Is your marketing message ready for prime time?

In this day and age it seems that everyone is enamored with social media marketing, internet marketing, websites, search engine optimization (SEO), pay per click (PPC), networking, and mobile text marketing, just to name a few.

While these tactics can be good ways to market your business, and in some cases are very cost effective, there is still the need to consider the basics.  Why?  Because the basics are the foundation of not only your marketing plan, whatever way you do it, but because they also communicate the essence of your brand.
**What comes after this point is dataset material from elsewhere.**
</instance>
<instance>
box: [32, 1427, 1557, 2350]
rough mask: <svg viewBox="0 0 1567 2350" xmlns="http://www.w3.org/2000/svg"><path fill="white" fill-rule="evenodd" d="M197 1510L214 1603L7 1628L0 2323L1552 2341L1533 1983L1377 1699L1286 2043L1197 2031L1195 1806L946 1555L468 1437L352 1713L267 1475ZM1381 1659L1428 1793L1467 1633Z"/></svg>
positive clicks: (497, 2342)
Can you even name the marketing basics?  I call these “Marketing 101” and they include:

  • Customer Need – if you can’t define their need(s) then how can you satisfy them?  If your product does not solve a need, then it will fail.
  • Value Proposition – this is the value the customer will get from your product/service.  Put it in their words.  Do you solve their need?
  • Target Market – defined as the group of customers that have a need for your product.
  • Segmentation – within a target market there are different segments that must be identified because while they may have similar needs, the value proposition and the message about your product will likely need to be different to catch their attention.
  • Unique Selling Proposition – aka product differentiation.  What is different about your product than your competition?  Why should someone buy yours instead of theirs?  What is your hook?
  • Positioning – this refers to the way you communicate the value proposition to your target market segments.  Use the wrong words and you miss the boat.
  • Benefits/Features – Too many people talk about features and not enough about benefits.  A customer really does not care about a feature.  They care about what that feature will do for them, known as the benefit.  In other words, this product will do xxxxx (the benefit), because it has yyyyy (the feature).  Some features are self-explanatory and people know what the benefit is automatically, but with many you have to tell them.  Don’t assume they will make the connection between what the benefit is of a feature.
  • Competitive Advantage – what makes your business better able to deliver the value proposition than the next guy?  Is it sustainable or will you be copied quickly?  Is your product Better, Faster, Cheaper, Smaller?  If you can’t answer these questions then don’t expect your customers to either.
  • Buying Behaviors – what are the common behaviors of each segment?  Where/how do they buy their products?  Are you able to sell to them the way they usually buy?
  • The Whole Product – this refers to the buying experience from start to finish, as opposed to what many businesses do; just the sell the product itself and assume they are done.  If you have a great product but have made the transaction difficult, you may lose the customer for future business. You must assure that every “touch point” the customer has with you is satisfactory or better.

Once you have paid attention to these items you will be able to communicate the right message to the right group of people using the right words.  If you are not satisfied with your marketing, maybe its time to consider that its not your tactics that are the problem.